Errada, porque a prática do ato ilícito é marco típico para juros de mora em algumas hipóteses, não para correção monetária do dano moral.
- B)Propositura da ação.
Errada, porque a propositura da ação não é o termo inicial da correção monetária da indenização por dano moral.
- C)Citação do Município.
Errada, porque a citação costuma ser discutida como marco de juros em condenações contra a Fazenda Pública, e não como início da correção monetária do dano moral.
- D)Contestação.
Errada, porque a contestação não tem relação com o termo inicial da correção monetária da indenização.
- E)Sentença.
Certa, porque a correção monetária do dano moral incide desde o arbitramento judicial, isto é, desde a sentença, conforme a Súmula 362 do STJ.
Gabarito: E
Em indenização por dano moral, a lógica da correção monetária é simples: ela não recompõe um prejuízo já fixado no passado, mas preserva o valor real da quantia arbitrada pelo Judiciário.

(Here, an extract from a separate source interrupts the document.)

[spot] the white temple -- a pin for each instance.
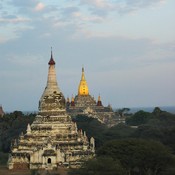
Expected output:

Por isso, nos danos morais, a correção monetária incide desde o arbitramento, ou seja, desde a sentença que fixa o valor da indenização. Esse é exatamente o entendimento consolidado na Súmula 362 do STJ. Na prática, isso evita duas distorções: nem corrige antes de existir um valor definido, nem deixa o credor receber quantia corroída pela inflação. Quando a sentença fixa R$ 50.000,00, é esse marco que passa a servir de referência para a atualização monetária. Então, no caso da questão, como se trata de condenação por dano moral, a correção monetária deve incidir a partir da sentença. A banca está cobrando a regra clássica do STJ, muito usada em provas de responsabilidade civil e Fazenda Pública.